En vingt-cinq ans de syndicalisme à la centrale EDF de Chinon, Michel Lallier, chimiste et cégétiste, a vu les risques se suivre, sans toujours se ressembler. Ceux liés à l’exposition des sous-traitants aux radiations, d’abord. Puis, vers la fin des années 80, il assiste à l’apparition d’une « souffrance éthique, quand il s’est agi de passer du service public à une gestion financière dictée par les actionnaires, ce qui a modifié en profondeur, pour les salariés, l’organisation et le sens du travail ». Des suicides, EDF en connaît dès les années 80. « Mais, à l’époque, même nous, syndicalistes, les attribuions à des causes personnelles. C’est plus tard, en rencontrant notamment Christophe Dejours, que l’on a pris conscience du lien possible avec le travail. »
Même s’il est aujourd’hui à la retraite, Michel Lallier poursuit le combat.
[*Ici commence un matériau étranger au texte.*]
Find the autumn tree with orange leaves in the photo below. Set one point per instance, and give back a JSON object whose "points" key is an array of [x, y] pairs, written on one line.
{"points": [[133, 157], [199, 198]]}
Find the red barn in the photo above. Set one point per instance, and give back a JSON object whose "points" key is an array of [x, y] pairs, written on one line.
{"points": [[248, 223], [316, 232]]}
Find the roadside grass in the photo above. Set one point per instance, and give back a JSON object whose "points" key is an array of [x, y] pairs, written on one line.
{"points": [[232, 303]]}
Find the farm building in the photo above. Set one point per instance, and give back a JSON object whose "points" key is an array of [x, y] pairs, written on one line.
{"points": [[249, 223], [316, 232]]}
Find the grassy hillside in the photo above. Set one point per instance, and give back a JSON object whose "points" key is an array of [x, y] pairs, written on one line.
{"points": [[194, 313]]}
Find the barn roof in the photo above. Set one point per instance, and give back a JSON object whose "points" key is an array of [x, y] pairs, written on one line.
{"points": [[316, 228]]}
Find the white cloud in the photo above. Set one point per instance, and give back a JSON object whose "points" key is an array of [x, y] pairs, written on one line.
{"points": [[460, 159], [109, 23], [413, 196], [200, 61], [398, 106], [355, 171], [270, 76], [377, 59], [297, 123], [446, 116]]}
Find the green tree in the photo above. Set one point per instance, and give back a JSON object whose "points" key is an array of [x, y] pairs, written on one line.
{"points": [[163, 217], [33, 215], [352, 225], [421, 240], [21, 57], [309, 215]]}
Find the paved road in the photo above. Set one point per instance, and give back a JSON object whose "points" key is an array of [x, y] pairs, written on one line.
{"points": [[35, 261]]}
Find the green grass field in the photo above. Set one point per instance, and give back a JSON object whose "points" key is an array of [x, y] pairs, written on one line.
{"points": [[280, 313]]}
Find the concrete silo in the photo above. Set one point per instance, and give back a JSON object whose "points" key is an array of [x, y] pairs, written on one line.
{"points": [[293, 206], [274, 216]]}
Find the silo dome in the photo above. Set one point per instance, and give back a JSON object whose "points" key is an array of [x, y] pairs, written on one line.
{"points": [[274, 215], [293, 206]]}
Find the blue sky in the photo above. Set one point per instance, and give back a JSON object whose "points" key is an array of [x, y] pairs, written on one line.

Avec d’autres professionnels engagés, comme Dominique Huez (médecin du travail) ou Serge Dufour (directeur du pôle expertise du cabinet Émergences), mais aussi une avocate, une ergonome, un inspecteur du travail…, il a créé cet été l’« association d’aide aux victimes et aux organisations confrontés aux suicides et dépressions professionnels ».
Objectif : accompagner les victimes et leur famille dans leurs démarches administratives et juridiques pour la reconnaissance en maladie professionnelle ou accident du travail. « Nous voulons produire de la jurisprudence, mais également construire un réseau d’échange de connaissances et d’expériences entre les acteurs sociaux impliqués : syndicats, CHSCT, services de santé au travail, etc. »
En matière d’expérience, Michel Lallier a de quoi partager : en 2007, il a accompagné la famille d’un technicien qui s’était suicidé trois ans plus tôt lors de son procès contre EDF. La même année, trois autres salariés de la centrale mettaient fin à leurs jours.